Background and Aims Hydraulic redistribution (HR) is an extension of hydraulic lift. The simulation of hydraulic redistribution done by Ryel et al. (2002) indicated that HR is beneficial for transpiration. 
Methods Based on the Ryel Model, we first conducted a sensitivity analysis by varying critical parameters of the model. We scaled the model for time steps of 1 hour to 1 day and soil from 10 cm to greater thicknesses by adjusting the necessary parameters. The scaled model was then applied to field observations of Caragana intermedia in Huangfuchuan Watershed of Inner Mongolia to simulate transpiration with and without HR. Daily changes in transpiration were simulated from April to October in 1998 and 1999.

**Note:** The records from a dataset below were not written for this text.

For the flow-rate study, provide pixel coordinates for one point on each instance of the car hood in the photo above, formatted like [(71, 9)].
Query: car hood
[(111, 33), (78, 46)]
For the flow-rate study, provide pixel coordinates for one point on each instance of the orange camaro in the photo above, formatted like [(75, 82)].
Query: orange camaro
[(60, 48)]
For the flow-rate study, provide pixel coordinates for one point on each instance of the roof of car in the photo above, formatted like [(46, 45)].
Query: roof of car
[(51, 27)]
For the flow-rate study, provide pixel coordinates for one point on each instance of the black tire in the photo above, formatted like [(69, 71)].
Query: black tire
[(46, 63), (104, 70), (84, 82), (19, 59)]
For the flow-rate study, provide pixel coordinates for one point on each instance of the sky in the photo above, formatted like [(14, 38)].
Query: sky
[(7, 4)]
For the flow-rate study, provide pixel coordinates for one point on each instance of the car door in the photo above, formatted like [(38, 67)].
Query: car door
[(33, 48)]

Key Results and Conclusions The ratio of water redistributed by root to transpiration was strongly negative to soil hydraulic conductivity. The ratio also increased when root hydraulic conductivity increased, but gradually approached a limit. Total transpiration with HR increased when root hydraulic conductivity increased <1 cm·MPa-1·h-1 and decreased when it increased >1 cm·MPa-1·h-1. The result of the scaling indicates that it provides a useful approach to incorporating HR into larger models of soil processes. Total transpiration with HR increased 4.4% more than without HR in 1998, in contrast to total transpiration without HR having increased 2.1% more than with HR. This may be related to high precipitation in 1998.